Say goodbye to SLADDA: IKEA announced a full recall for its innovative bike due to fall hazard reports.
SLADDA, which won some impressive design awards when it debuted in 2016 and only becoming available for purchase for $399 just last January, was part of the Swedish company's drive to make cities less dependent on cars (and easier for city dwellers to care for).
The low-maintenance bike has a rust- and oil-free belt drive instead of a regular chain, which is what ultimately led to its downfall.
"IKEA has received 11 reports worldwide of the belt drive breaking, including two resulting in minor injury," the voluntary recall notice says, stating that none of the reports were from the US.

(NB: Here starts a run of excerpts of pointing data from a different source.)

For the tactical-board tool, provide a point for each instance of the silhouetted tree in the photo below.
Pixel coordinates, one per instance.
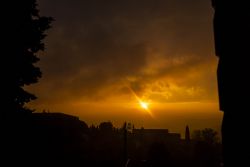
(26, 31)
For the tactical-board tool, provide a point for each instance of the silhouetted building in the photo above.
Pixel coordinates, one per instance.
(156, 135)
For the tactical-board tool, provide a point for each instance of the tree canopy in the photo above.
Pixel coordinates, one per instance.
(25, 30)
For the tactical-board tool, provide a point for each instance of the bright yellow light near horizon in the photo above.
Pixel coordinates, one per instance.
(144, 105)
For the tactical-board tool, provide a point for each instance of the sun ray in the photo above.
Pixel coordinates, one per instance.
(143, 104)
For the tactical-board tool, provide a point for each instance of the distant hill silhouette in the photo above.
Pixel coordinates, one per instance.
(61, 139)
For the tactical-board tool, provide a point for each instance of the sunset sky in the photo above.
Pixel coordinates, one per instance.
(104, 58)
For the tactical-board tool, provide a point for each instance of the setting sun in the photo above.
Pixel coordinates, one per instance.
(144, 105)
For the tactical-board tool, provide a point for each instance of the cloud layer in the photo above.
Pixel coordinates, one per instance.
(96, 50)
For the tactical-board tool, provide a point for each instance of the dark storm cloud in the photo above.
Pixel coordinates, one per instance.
(97, 43)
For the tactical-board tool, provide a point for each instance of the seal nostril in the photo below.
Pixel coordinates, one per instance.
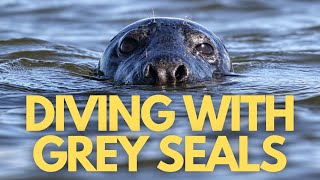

Despite coming with a 10-year warranty on the belt drive (and 25 years on the frame), IKEA tells Fast Company that they haven't found a good way to replace the faulty piece. An expert surmises that it's just too costly a move:
"My guess is that they couldn't replace the belt with anything they could be confident in without spending a whole lot more money, and instead decided this little bike experiment was not where they should be spending their time," says Simon Dunne, a brand and design strategist who has worked in the bike industry.
The company suggests that the 4,900 people who purchased the bike in the US return it to their local IKEA store for a full refund. And although not recalled, the SLADDA accessories specifically designed to fit with SLADDA will also be refunded, no receipt needed.